Last edited by lovingmummy123; 20-03-2015 at 09:07.
Hey there, good on you for sharing. It sounds like what you experienced was quite traumatic, especially coming out of the blue and from people you trusted who had you under their roof.
Events can be particularly traumatic when:
You're unprepared for it; you felt powerless to prevent it or someone was intentionally cruel.
Do you still see this man? That certainly won't be helping and neither will be your husband not recognising or validating how you are feeling.
What was the context of the yelling? Was it completely out of the blue?
I'd think that some counselling would be a great step, it's not being a drama queen to recognise how something affects you and seek help for it, that's being smart.
Huge hugs. I am so sorry this has happened to you. Your fil sounds like a jerk and his behaviour was appalling! The way he added "I hope this affects you for a long time" makes me think his attack was cold and calculated.
I agree with the pp that some counselling would be a good place to start. Maybe after a few sessions you could even ask your dp to go with you to see if you can get him to understand how the experience has affected you?
I couldn't read and run.
Your FIL is a disgusting man! How dare he treat you like that.
I agree that counselling could be a great starting point to help you move forward.
Are you still living there?
You need to realise that you aren't worthless, at all. I would cut this man out of my and bubs life. It sounds like your partner doesn't have your back in this situation (and says you are drama queen??). That isn't cool at all. Don't let the walk over you and treat you like this.
I am so sorry this happened to you. I have to go to work but wanted to give you a hug & let you know ill be back to post this afternoon x
That is really unprofessional for a doctor to say you are a drama queen. Did they run any tests and help you with your anaemia?
As for your FIL, he is an awful man. Do you still live with him? I wouldn't be anywhere near him personally and wouldn't stand being yelled at longer than a few minutes before walking out. Counseling will help you with your self worth and also having people around who support you instead of push you down.

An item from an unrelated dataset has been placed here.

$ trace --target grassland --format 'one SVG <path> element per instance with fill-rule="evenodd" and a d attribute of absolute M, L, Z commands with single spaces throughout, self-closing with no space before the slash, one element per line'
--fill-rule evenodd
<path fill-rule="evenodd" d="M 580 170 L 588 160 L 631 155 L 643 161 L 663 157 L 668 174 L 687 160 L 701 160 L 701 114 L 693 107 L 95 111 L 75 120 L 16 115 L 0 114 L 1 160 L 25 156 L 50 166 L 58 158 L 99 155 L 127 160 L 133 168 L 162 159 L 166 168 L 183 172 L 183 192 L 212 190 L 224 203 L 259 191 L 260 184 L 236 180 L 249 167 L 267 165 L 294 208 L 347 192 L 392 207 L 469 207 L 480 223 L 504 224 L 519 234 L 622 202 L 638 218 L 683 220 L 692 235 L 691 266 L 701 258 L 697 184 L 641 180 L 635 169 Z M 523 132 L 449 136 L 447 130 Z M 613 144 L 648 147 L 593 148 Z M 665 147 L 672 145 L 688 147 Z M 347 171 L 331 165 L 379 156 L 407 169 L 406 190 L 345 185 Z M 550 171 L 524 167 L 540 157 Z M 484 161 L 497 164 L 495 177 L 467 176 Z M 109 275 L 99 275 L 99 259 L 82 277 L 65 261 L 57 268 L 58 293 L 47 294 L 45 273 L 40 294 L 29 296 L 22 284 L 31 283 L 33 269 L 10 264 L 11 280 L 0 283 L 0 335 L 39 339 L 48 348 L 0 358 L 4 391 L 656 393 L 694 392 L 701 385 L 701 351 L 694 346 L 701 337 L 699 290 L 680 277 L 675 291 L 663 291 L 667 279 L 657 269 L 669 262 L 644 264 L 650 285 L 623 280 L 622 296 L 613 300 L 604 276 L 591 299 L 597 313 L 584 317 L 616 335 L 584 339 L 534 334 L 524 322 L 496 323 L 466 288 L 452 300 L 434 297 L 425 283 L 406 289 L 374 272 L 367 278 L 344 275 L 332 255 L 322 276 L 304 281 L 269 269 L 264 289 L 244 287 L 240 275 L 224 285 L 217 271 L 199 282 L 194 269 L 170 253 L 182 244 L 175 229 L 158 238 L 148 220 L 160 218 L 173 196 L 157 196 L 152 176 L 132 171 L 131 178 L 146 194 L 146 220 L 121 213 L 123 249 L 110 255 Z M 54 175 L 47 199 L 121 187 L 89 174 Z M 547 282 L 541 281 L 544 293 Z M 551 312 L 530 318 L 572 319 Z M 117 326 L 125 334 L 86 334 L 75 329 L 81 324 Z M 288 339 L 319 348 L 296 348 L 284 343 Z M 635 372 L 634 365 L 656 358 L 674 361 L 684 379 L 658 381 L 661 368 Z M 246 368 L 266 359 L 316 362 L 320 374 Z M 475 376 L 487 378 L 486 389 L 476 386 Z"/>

hi lovingmummy123. wow. what a terrible person. I hope you don't have to see him or spend any time with your fil ever again. to be ranting and raving on at you four hours,!! what a crazy person. you surely didn't deserve that, and you are worthy of respect and concern, not that sort of treatment. I suggest you should go to a gp and make sure your iron levels and whatever are all ok. and then perhaps seek a counsellor to help you deal with this traumatic expierence.
your partner should be on your side, and not saying you are a 'drama queen' or whatever. I hope you can find a way to deal with this, and move past it all. your little girl deserves to have a happy mum, and a family that works together. hugs, marie.
Last edited by lovingmummy123; 20-03-2015 at 09:08.